Enhancers and promoters are fundamental cis-regulatory elements that orchestrate precise spatiotemporal control of gene expression. Increasing evidence has demonstrated that enhancer–promoter communication is mediated not only through DNA-based chromatin looping, but also through RNA-associated interactions, highlighting an additional regulatory layer beyond classical three-dimensional genome organization. Recent advances in high-throughput RNA-RNA interactome technologies, such as RIC-seq and KARR-seq, have enabled direct, transcriptome-wide detection of RNA-mediated chromatin interactions. These approaches provide unique insights into the dynamic and context-dependent nature of enhancer–promoter regulation. However, the resulting datasets remain scattered across studies, processed using heterogeneous pipelines, and are often difficult to integrate and systematically explore.

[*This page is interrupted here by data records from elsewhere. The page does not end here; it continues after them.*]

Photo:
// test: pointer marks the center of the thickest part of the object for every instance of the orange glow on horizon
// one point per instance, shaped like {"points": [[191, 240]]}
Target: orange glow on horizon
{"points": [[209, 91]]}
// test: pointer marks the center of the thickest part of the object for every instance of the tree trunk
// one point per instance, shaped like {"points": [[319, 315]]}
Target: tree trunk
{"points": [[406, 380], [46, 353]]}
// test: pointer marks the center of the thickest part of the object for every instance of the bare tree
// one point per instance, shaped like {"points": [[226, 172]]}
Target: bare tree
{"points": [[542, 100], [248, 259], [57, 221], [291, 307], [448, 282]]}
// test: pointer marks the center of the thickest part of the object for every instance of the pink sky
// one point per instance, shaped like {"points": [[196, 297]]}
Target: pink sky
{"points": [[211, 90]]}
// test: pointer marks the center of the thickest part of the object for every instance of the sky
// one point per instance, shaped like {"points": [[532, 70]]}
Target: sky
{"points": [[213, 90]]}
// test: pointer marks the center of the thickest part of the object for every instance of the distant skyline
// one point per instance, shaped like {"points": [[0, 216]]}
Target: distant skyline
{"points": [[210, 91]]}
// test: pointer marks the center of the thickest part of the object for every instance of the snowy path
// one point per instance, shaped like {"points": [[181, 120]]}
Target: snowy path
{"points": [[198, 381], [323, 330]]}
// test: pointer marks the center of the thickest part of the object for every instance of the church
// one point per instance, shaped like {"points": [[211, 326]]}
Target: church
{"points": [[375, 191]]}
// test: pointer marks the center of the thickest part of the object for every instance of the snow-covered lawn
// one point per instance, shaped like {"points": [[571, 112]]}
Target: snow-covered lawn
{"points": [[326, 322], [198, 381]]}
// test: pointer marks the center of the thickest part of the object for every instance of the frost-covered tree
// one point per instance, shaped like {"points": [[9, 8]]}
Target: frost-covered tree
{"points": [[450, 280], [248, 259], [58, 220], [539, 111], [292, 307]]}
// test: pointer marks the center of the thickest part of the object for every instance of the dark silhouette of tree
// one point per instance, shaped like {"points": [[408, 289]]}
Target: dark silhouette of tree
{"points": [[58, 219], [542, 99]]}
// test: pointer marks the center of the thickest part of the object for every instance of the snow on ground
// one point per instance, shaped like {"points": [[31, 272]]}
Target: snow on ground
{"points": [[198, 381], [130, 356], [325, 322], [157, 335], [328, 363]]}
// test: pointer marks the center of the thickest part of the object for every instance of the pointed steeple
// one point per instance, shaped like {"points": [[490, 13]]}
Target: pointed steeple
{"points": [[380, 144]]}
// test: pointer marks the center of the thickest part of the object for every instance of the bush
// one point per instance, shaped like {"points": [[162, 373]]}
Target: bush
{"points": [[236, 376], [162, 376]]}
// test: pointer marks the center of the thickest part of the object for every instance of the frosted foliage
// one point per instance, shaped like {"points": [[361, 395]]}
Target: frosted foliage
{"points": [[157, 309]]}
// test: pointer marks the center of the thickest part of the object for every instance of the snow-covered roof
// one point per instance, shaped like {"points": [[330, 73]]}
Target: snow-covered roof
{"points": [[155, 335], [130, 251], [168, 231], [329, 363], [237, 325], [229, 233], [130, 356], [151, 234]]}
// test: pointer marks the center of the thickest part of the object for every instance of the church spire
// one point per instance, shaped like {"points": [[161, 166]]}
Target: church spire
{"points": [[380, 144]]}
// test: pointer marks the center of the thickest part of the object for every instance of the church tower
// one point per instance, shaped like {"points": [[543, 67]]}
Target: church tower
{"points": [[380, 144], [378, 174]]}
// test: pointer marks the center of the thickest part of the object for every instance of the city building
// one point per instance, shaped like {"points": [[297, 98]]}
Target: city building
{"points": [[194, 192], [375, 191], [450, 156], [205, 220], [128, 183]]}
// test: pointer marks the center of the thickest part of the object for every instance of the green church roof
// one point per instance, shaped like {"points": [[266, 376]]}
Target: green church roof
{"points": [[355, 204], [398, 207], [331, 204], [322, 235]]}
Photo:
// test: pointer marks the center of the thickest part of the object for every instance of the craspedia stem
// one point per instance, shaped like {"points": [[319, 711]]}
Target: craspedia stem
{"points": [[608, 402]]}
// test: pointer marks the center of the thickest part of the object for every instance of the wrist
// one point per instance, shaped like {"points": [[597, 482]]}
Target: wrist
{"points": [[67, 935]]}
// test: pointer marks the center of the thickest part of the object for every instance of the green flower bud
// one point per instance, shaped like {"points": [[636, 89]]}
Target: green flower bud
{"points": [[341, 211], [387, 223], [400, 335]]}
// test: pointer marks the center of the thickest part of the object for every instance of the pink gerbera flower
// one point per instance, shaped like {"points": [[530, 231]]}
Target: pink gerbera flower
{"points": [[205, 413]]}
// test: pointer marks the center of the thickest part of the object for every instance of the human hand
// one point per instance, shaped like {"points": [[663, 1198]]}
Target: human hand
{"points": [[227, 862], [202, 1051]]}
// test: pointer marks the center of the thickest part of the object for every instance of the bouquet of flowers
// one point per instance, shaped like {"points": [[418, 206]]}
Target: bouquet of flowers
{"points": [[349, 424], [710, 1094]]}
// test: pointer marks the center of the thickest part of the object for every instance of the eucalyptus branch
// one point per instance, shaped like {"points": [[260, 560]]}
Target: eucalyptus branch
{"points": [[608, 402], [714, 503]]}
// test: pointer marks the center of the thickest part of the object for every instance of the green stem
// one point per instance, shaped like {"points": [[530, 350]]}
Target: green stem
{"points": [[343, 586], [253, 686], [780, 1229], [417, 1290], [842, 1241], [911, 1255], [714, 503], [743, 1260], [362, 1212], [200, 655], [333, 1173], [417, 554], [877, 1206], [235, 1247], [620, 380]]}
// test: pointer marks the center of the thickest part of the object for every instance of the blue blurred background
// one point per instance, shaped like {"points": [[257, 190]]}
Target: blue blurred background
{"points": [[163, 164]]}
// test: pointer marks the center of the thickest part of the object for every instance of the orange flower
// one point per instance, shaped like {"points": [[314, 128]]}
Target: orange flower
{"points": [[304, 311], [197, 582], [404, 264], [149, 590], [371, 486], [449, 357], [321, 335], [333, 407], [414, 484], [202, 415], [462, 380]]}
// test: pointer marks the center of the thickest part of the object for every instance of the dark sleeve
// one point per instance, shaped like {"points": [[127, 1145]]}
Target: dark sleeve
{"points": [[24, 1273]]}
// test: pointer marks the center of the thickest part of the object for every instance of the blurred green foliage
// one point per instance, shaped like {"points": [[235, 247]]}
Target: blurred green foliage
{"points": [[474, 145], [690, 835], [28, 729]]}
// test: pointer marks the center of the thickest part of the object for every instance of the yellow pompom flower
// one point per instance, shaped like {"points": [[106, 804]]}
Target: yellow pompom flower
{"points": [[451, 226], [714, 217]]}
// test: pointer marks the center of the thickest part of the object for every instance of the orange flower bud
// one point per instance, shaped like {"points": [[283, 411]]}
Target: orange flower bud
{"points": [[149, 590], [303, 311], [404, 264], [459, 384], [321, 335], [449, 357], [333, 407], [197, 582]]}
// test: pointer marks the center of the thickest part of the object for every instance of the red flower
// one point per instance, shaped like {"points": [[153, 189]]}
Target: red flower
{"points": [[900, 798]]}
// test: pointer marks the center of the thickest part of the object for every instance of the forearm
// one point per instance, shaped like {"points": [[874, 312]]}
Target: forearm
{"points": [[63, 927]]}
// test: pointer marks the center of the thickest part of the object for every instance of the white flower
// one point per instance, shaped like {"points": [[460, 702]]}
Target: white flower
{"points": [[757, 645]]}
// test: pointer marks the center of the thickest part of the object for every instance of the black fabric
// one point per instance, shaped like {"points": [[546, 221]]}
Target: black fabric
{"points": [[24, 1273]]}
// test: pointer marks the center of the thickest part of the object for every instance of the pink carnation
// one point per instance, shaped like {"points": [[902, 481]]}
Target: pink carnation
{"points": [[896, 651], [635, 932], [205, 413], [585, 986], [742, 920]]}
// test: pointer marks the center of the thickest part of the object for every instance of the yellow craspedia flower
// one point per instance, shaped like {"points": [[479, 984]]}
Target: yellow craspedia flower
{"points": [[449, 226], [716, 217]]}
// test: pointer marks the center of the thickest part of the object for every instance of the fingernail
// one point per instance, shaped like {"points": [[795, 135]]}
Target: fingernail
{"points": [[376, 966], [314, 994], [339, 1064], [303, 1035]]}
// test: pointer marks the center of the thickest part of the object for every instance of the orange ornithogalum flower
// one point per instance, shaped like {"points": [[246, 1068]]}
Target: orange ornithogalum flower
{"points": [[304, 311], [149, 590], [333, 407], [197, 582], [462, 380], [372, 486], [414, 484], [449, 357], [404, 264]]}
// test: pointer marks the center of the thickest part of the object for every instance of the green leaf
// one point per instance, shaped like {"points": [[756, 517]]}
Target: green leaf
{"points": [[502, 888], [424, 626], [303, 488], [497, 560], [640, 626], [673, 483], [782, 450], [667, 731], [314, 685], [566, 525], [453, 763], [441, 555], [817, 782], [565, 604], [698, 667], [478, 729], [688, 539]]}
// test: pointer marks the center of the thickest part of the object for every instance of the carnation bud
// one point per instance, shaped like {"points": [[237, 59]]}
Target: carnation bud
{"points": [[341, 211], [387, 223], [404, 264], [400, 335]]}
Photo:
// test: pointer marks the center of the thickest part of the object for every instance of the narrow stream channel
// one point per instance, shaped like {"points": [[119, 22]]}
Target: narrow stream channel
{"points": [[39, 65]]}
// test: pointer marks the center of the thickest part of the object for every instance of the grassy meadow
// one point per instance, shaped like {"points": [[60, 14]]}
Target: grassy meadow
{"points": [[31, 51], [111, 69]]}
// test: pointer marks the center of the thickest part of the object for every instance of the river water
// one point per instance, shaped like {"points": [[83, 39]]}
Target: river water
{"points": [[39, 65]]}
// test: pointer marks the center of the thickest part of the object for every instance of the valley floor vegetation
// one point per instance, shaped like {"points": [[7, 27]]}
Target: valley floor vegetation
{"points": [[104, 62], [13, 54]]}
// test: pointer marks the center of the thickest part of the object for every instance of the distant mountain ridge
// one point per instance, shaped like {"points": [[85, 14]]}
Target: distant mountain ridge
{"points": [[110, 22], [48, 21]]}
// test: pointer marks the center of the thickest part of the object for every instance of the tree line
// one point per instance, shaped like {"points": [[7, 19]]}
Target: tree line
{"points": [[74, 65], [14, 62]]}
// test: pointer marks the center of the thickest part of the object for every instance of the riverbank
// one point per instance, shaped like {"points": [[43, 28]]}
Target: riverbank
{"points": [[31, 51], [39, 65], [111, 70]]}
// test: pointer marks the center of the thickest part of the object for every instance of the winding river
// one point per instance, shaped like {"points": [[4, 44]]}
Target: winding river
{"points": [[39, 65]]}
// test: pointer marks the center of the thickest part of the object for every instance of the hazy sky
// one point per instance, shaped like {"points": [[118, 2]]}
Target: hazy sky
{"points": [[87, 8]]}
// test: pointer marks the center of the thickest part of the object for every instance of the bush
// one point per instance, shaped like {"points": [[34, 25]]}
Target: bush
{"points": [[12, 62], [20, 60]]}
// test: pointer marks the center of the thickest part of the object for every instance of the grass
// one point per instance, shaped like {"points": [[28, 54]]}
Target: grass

To address these limitations, we developed EP-Atlas (https://epatlas.cn), a comprehensive database that integrates high-throughput datasets from RIC-seq, KARR-seq, LIGR-seq, SPLASH, and PARIS to systematically identify 980,639 high-confidence enhancer–promoter RNA interactions (EPRIs). Each interaction is extensively annotated with gene information, expression profiles, genomic interaction regions, supporting chimeric read counts, chromatin states, as well as genetic variants from GWAS Catalog, ClinVar, and ICGC, together with expression quantitative trait loci (eQTLs) from PanQTL v2 and ncRNA-eQTL databases. EP-Atlas provides a unique platform for investigating cell-type-specific, RNA-mediated enhancer–promoter regulatory networks and for interpreting the functional impact of noncoding variation in human traits and disease.